UC San Diego

As connected devices play an ever-growing role in our society, there is a subsequent need for advances in multi-user communication systems. In a network, senders and receivers are connected via a series of intermediate users who share information represented as sequences of bits or elements of some other finite alphabet. By allowing users to transmit functions of their inputs, as opposed to simply relaying received data, the information throughput of a network can be increased. Network codes in which these functions are linear are sub-optimal in general but are of practical interest due to their mathematical tractability and low implementation complexity. The study of linear network coding has primarily been limited to finite field alphabets. In this work, we consider linear network codes over more general algebraically-structured alphabets, namely finite rings. We contrast linear network codes over finite fields, commutative rings, and non-commutative rings, and we discuss cases where non-linear codes attain higher information rates than even very general linear codes. Our results show that finite fields are, in some sense, the best ring alphabets for linear network coding, but in certain instances, it may be advantageous to use linear coding over some other ring alphabet of the same size. Specifically, we prove results related to:

(i) network solvability: whether or not a network’s receivers can obtain their desired information using codes over a given alphabet. We characterize the commutative rings for which there exists a network that is linearly solvable over the ring but not over any other commutative ring of the same size. We show that these rings are, in some sense, the best commutative rings of a given size for linear network coding.

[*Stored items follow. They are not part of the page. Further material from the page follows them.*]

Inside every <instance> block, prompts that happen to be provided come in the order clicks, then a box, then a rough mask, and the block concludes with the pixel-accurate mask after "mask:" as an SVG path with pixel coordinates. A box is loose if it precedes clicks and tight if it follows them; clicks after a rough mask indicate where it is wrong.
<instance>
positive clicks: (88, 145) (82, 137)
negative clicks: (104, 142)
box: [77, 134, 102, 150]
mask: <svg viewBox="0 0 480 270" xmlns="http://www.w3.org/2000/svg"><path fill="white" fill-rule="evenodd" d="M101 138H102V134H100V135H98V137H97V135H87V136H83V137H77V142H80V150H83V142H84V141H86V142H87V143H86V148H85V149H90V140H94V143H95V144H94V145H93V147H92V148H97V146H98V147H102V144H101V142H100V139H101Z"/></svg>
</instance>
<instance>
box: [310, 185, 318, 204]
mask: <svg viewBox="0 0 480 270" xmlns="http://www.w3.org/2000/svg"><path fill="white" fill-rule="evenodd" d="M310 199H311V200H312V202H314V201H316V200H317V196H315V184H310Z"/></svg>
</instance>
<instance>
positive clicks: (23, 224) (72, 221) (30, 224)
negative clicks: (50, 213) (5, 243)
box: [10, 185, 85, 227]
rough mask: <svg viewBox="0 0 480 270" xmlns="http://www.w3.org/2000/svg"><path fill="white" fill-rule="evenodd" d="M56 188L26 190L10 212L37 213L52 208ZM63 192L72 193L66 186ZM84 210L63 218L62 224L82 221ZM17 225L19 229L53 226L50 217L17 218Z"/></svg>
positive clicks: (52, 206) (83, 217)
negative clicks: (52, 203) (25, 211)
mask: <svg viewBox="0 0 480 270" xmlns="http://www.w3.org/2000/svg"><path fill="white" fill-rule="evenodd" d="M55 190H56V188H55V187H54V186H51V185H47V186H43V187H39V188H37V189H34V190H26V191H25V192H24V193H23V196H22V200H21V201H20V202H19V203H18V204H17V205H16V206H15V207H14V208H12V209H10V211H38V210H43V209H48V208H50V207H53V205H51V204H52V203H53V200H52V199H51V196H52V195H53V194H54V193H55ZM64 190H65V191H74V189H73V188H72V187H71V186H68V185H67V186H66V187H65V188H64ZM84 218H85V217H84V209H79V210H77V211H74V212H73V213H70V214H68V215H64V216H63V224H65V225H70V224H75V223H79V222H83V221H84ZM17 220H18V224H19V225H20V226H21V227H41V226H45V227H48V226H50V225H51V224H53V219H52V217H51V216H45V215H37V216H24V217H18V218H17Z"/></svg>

We then present an infinite class of networks that are linearly solvable over certain non-commutative rings but not over any commutative rings. We also prove that vector linear codes over finite fields minimize the alphabet size needed for linear solvability, which is desirable from an implementation complexity standpoint.

(ii) network capacity: how much information per channel use can be sent to the network’s receivers in the limit of large block sizes for transmission. We show that the linear coding capacity of a given network cannot be increased by looking beyond finite fields to more general rings.